Question

A basic solution of $\text{(OH) = 0}\text{.1M}$ is required from $\text{Ca(OH}{{\text{)}}_{2}}$ which is 40% ionized. Analytical molarity of $\text{Ca(OH}{{\text{)}}_{2}}$ is:
A. 0.04M
B. 0.4M
C. 0.25M
D. 0.125M
E. 1.25M

Answer 1

Hint: For this problem, as we know that one molecule of calcium hydroxide gives 2 molecules of basic ion i.e. hydroxyl ion when it will ionise completely. So, we will find the number of hydroxyl ions when it will ionise 40%.

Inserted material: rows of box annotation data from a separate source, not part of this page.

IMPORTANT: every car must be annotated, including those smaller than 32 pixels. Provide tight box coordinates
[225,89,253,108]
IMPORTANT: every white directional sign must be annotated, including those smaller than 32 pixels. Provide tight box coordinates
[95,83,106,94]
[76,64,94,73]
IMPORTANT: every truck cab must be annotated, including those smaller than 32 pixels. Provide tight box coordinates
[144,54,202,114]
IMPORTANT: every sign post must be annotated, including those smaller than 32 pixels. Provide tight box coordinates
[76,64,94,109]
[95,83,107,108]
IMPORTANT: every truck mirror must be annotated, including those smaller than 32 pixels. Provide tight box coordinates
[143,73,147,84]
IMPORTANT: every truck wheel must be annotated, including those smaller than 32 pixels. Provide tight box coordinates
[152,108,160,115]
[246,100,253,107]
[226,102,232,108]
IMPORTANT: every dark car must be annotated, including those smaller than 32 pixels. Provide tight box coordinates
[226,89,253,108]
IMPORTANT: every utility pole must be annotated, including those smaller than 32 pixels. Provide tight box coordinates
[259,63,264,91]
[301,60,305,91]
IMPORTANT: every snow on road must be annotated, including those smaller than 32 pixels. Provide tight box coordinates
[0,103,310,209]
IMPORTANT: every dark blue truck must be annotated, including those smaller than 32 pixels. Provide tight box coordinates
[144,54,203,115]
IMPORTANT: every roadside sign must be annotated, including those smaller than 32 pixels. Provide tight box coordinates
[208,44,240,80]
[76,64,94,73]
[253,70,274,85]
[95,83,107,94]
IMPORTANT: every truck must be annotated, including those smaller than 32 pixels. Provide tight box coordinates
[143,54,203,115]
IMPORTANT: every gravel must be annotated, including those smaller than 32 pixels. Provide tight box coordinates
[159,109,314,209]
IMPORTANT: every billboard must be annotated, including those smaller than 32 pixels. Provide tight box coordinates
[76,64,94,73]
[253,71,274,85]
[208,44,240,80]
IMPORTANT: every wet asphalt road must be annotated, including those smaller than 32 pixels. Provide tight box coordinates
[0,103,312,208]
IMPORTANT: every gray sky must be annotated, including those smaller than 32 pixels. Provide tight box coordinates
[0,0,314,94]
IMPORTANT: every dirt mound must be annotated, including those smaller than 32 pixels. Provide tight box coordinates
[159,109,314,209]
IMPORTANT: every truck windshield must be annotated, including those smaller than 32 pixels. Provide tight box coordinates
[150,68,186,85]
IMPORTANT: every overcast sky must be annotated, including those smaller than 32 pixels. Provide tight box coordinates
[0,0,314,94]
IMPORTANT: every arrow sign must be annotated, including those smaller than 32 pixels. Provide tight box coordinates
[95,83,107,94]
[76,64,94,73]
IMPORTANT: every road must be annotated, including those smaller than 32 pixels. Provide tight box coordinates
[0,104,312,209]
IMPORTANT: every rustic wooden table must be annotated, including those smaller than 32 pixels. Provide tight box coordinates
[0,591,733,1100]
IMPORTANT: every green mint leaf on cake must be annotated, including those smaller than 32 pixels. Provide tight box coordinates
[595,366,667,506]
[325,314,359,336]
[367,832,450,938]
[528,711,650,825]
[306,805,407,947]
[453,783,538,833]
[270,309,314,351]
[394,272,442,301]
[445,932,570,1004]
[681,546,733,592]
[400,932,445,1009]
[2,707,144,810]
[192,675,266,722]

Complete step by step answer:
- In the given question, we have to calculate the molarity or the concentration of calcium hydroxide by using the given data.
- As we know that ionisation is the process when the molecule dissociates to give its respective ions.
- Also, molarity is defined as the ratio of a number of moles of solute to the volume of the solution in litres and it has a unit of M. So, it can be calculated by using the formula:
$\text{Molarity = }\dfrac{\text{No}\text{. of moles of solute}}{\text{Volume (Litres)}}$
- Now, the concentration of the hydroxyl ion is given as 0.1M and also it is told that the calcium hydroxide ionises only 40%.
- So, firstly we know that the one molecules of calcium hydroxide will give 2 hydroxyl ions as shown below in the reaction:
$\text{Ca(OH}{{\text{)}}_{2}}\text{ }\to \text{ C}{{\text{a}}^{2+}}\ \text{+ 2O}{{\text{H}}^{-}}$
- So, if it will completely ionise to give o.1M hydroxyl ions, then the concentration of the calcium hydroxide required will be:
$\Rightarrow \dfrac{\text{0}\text{.1}}{2}\text{ = 0}\text{.05M}$
- But it is given that the calcium hydroxide will ionise only 40%, then the solution required will be:
$\Rightarrow \dfrac{\text{40}}{100}\text{ }\times \text{ 0}\text{.05 = 0}\text{.125M}$

So, the correct answer is “Option D”.

Note: Analytical molarity is different from that of the normal molarity because it helps in determining the preparation of the solution whose molarity is given and also its unit is M.